Les nouvelles politiques du SPVM sont un pas dans la bonne direction, dit le CRARR

Le directeur du Service de police de la Ville de Montréal, Sylvain Caron
Photo: Jacques Nadeau Le Devoir Le directeur du Service de police de la Ville de Montréal, Sylvain Caron

Les démarches en vue de contrer le profilage racial chez les policiers montréalais sont un pas dans la bonne direction, mais ne vont pas assez loin.

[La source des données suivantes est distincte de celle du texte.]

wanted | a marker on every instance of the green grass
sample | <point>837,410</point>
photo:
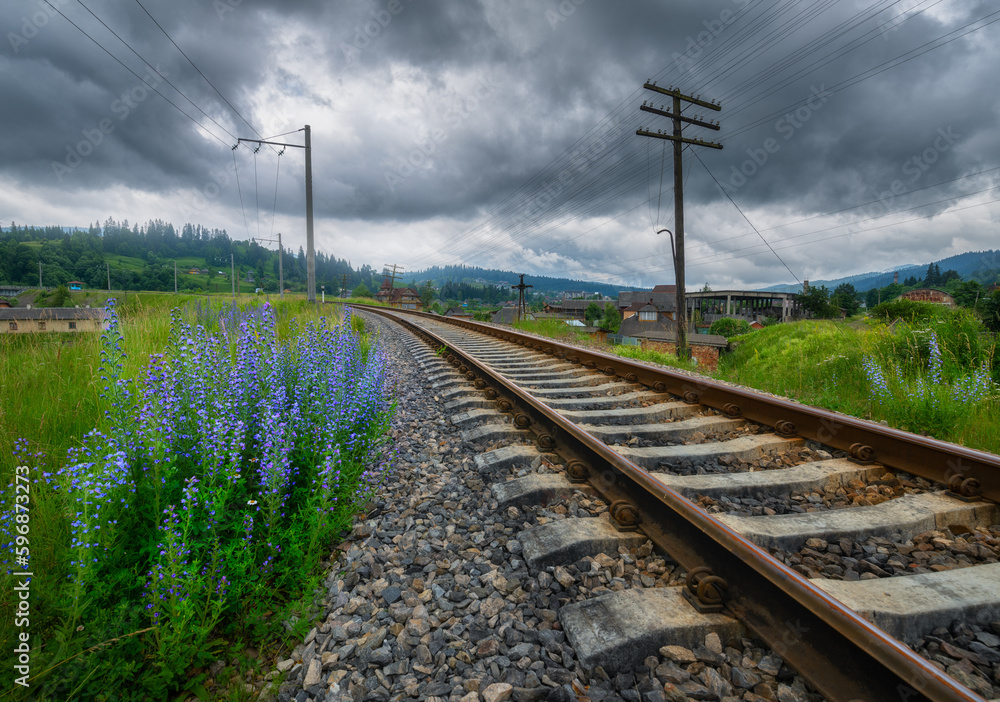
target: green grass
<point>552,329</point>
<point>50,390</point>
<point>650,356</point>
<point>823,363</point>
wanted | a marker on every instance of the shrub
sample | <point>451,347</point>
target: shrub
<point>907,310</point>
<point>727,327</point>
<point>227,470</point>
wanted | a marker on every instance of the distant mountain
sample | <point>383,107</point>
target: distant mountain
<point>979,265</point>
<point>439,275</point>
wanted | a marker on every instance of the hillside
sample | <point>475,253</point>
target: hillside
<point>983,266</point>
<point>438,275</point>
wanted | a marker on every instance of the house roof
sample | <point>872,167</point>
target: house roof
<point>507,315</point>
<point>16,314</point>
<point>633,326</point>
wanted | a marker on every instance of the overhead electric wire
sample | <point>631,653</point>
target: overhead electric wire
<point>507,211</point>
<point>195,67</point>
<point>154,70</point>
<point>239,189</point>
<point>143,80</point>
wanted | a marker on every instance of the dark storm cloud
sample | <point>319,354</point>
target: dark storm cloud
<point>428,111</point>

Le Centre de recherche-action sur les relations raciales (CRARR) s’est réjoui, mercredi matin, de l’annonce d’une nouvelle politique d’interpellations au Service de police de la Ville de Montréal (SPVM) et de l’intention exprimée par la Ville de Montréal d’équiper les policiers de caméras corporelles.

Le directeur du SPVM, Sylvain Caron, a annoncé la semaine dernière qu’il présenterait la nouvelle politique le 8 juillet prochain.

« C’est sûr qu’on applaudit ces annonces, parce que ça fait quand même depuis 35 ans qu’on parle de profilage racial », a déclaré le porte-parole du CRARR, Alain Babineau.

« Il semblerait qu’on a l’écoute, qu’on a l’oreille de la police et de la municipalité. On doit applaudir ce genre de prononcement. Mais ce n’est pas assez. Ce qu’on veut entendre, c’est une déclaration officielle que le profilage racial systémique existe. Et ça, on ne l’a pas entendu encore, surtout de la part de M. Caron, qui a manqué à l’appel depuis le mois d’octobre l’an passé, depuis que le rapport est sorti. »

Le rapport auquel fait référence M. Babineau, réalisé par des chercheurs universitaires à la demande du SPVM et déposé en octobre 2019, concluait à un « biais systémique » du corps policier. Il faisait état d’un risque de quatre à cinq fois plus élevé d’être interpellé pour les jeunes Noirs et Arabes et de 11 fois plus élevé pour les femmes autochtones.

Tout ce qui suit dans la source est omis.